Enforcement priorities

At SEC Speaks 2025, senior SEC officials emphasized a “bread and butter” and “back to basics” enforcement focus. The SEC’s Division of Enforcement signaled that it intends to refocus on traditional core enforcement areas, including the following: (1) insider trading; (2) accounting and disclosure fraud; (3) market manipulation; and (4) breaches of fiduciary duties by investment advisers. The SEC will further prioritize matters that involve harm to investors and dangerous foreign actors, with greater emphasis on individual accountability going forward.
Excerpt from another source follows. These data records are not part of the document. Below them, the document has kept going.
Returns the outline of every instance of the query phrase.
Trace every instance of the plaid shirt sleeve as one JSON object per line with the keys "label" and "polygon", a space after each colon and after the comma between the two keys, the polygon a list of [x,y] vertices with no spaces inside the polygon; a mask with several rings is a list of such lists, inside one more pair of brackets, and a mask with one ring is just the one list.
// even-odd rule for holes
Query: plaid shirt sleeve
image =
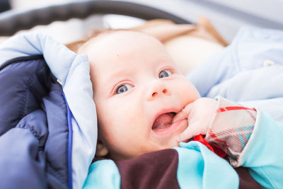
{"label": "plaid shirt sleeve", "polygon": [[255,127],[257,110],[217,96],[218,105],[205,139],[220,147],[233,166],[238,162]]}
Below, we highlight recent actions in each of the SEC’s core enforcement areas to illustrate the type of “bread and butter” matters that the SEC has in mind.

1. Insider trading

SEC v. Safi

On March 4, 2025, the SEC charged German national Eamma Safi and Singaporean national Zhi Ge with violating Section 10(b) of the Securities Exchange Act of 1934 and Rule 10b-5 for allegedly engaging in an international insider trading scheme that generated over $17.5 million in illegal profits. The complaint, filed in the U.S. District Court for the District of Massachusetts, alleges that from 2017 to 2024, Safi obtained material nonpublic information from corporate insiders and investment bankers about planned corporate transactions, acquisition offers, and earnings announcements for U.S. and foreign public companies trading on foreign exchanges with American depositary receipts (ADRs).
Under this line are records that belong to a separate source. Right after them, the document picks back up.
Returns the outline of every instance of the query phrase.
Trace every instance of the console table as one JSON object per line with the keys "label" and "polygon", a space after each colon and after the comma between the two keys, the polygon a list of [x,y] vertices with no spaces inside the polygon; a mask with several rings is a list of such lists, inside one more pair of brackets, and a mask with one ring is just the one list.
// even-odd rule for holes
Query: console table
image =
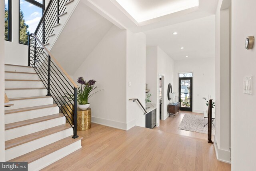
{"label": "console table", "polygon": [[169,104],[168,105],[168,113],[169,113],[169,117],[170,115],[173,115],[175,118],[175,114],[177,112],[180,113],[180,102],[177,102],[175,103]]}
The complaint further alleges that Safi tipped Ge and another individual referred to as “Trader A” using disappearing messages on Telegram, a cloud-based application that stores user data in encrypted form and permits users to set messages and photographs to disappear within a set period. According to the SEC, the charged individuals purchased stock, call options, ADRs, and/or contracts for difference, with Safi also receiving kickbacks from Trader A. In furtherance of the alleged scheme, the SEC alleges that Safi also leaked material nonpublic information to journalists and news outlets so that Safi and the other scheme participants could trade around the market reaction to the publication of the information rather than waiting for corporate press releases. The complaint seeks injunctions, disgorgement, prejudgment interest, and civil penalties. The U.S. Attorney’s Office for the District of Massachusetts also brought a parallel criminal action against Safi and Ge on March 4, 2025.